Once a newspaper starts to decline in popularity, it’s almost impossible to reverse the trend. I didn’t know it, but when I was about ten, Dad’s newspaper began to go into a decline. By the time I was fourteen, he had mortgaged everything, including his desk, Goddamn it, the desk he had inherited from his father, to keep the paper running. These were straight bank loans—but unfortunately Dad had made the mistake of using only one bank. He wasn’t the sharpest businessman in the world.”

“Neither am I. I.…”

“Just when Dad thought he was turning the paper around—it had taken five years—this one bank called all the loans.”

“Could they do that? I mean, legally?”

“Sure. Dad never thought they would. They were friends. He went to see them. They wouldn’t even speak to him. They called all the loans at once, and that was it.”

“I don’t get it.”

“Neither did Dad. Why would the bank want to take over a newspaper, especially when there was hope for its doing well? They wouldn’t know how to run it. Dad lost the newspaper. He gave up as decently as he could. He wandered around the house for weeks, trying to figure out what had happened. I was fifteen. There was a rumor around that the bank had sold the newspaper to Walter March, of March Newspapers.”

“Okay, it seems like an ordinary.…”

“Not a bit ordinary. These bankers were old friends of my father. Huntin’, fishin’, cussin’ and drinkin’ friends.”

“He was hurt.”

“He was curious. He was also a hell of a journalist. In time, he found out what happened. People always
talk. Walter March had bought up Dad’s loans, lock, stock, and barrel—to get control of the newspaper.”

“Why did the bankers let him? They were friends.…”

“Blackmail, Captain Neale. Sheer, unadulterated blackmail. He had blackmailed the bankers, individually, as persons.
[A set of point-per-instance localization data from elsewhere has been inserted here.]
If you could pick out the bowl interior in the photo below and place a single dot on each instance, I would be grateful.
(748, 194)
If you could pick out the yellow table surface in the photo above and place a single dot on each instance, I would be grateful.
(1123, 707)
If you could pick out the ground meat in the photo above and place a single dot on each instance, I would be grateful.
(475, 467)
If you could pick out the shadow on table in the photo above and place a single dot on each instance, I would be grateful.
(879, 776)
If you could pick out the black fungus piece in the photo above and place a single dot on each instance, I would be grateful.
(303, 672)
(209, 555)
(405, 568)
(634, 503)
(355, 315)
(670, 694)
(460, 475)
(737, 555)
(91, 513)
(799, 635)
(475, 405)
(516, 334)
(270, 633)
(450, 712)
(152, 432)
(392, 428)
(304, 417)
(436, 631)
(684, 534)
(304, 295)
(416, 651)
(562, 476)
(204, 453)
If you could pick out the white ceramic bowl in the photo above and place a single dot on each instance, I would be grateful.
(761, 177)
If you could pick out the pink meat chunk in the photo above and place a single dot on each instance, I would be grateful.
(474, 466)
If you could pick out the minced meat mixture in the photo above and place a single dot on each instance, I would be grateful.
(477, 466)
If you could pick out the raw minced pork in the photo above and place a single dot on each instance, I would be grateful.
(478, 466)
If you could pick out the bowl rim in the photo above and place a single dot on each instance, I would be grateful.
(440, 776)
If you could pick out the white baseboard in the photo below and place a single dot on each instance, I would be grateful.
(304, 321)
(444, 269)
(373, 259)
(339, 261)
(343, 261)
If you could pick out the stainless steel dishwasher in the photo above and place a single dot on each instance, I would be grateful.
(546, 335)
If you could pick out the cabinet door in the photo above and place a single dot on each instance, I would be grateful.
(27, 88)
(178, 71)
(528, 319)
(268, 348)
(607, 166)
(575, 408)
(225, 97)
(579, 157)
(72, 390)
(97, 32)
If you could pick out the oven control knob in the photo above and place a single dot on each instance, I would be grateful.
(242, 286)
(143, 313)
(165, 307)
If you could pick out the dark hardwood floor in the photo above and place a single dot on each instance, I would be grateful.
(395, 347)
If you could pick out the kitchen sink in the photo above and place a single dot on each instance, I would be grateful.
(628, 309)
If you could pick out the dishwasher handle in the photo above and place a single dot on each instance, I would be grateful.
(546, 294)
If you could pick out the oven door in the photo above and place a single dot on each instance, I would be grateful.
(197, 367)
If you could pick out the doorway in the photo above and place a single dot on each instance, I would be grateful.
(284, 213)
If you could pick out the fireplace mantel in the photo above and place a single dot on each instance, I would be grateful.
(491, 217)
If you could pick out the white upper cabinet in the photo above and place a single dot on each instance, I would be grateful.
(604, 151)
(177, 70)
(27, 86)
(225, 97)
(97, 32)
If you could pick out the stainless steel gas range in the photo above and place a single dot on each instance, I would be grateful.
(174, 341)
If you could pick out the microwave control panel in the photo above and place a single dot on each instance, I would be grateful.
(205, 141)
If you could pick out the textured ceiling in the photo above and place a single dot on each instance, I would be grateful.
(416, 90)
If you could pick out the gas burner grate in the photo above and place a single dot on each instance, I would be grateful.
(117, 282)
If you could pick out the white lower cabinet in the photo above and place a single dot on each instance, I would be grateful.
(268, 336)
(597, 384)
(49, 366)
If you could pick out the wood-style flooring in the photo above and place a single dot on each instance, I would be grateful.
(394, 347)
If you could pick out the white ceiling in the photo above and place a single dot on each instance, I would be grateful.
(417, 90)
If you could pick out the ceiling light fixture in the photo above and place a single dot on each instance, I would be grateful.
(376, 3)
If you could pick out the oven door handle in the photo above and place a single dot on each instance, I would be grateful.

So far, in your twenty-four hours of investigation, have you heard about Walter March and his flotilla of private detectives?”

“I’ve heard rumors.”

“When I was sixteen, Dad died of a gunshot wound, in the temple, fired at close range.”

The recording tape reel revolved three times before Rolly Wisham said, “I never could understand why Dad didn’t shoot Walter March instead.”

“Mister Wisham, I really think you should have a lawyer present.…”

“No lawyer.”

Captain Neale sighed audibly. “Where were you at eight o’clock Monday morning?”

“I had driven into Hendricks to get the newspapers and have breakfast in a drugstore, or whatever I could find.”

“You have a car here?”

“A rented car.”

“You could have had breakfast and gotten your newspapers here at the hotel.”

“I wanted to get out of the hotel. Night before, I had seen Walter March with Jake Williams in the elevator. They were laughing. Something about the President and golf … catfish. I hadn’t slept all night.”

“Did you drive into Hendricks alone?”

“Yes.”

“Okay, Mister Wisham, I don’t see any problem. Your face is famous. We can just ask people down in the village. I’m sure they saw you, and recognized you. Where did you have breakfast?”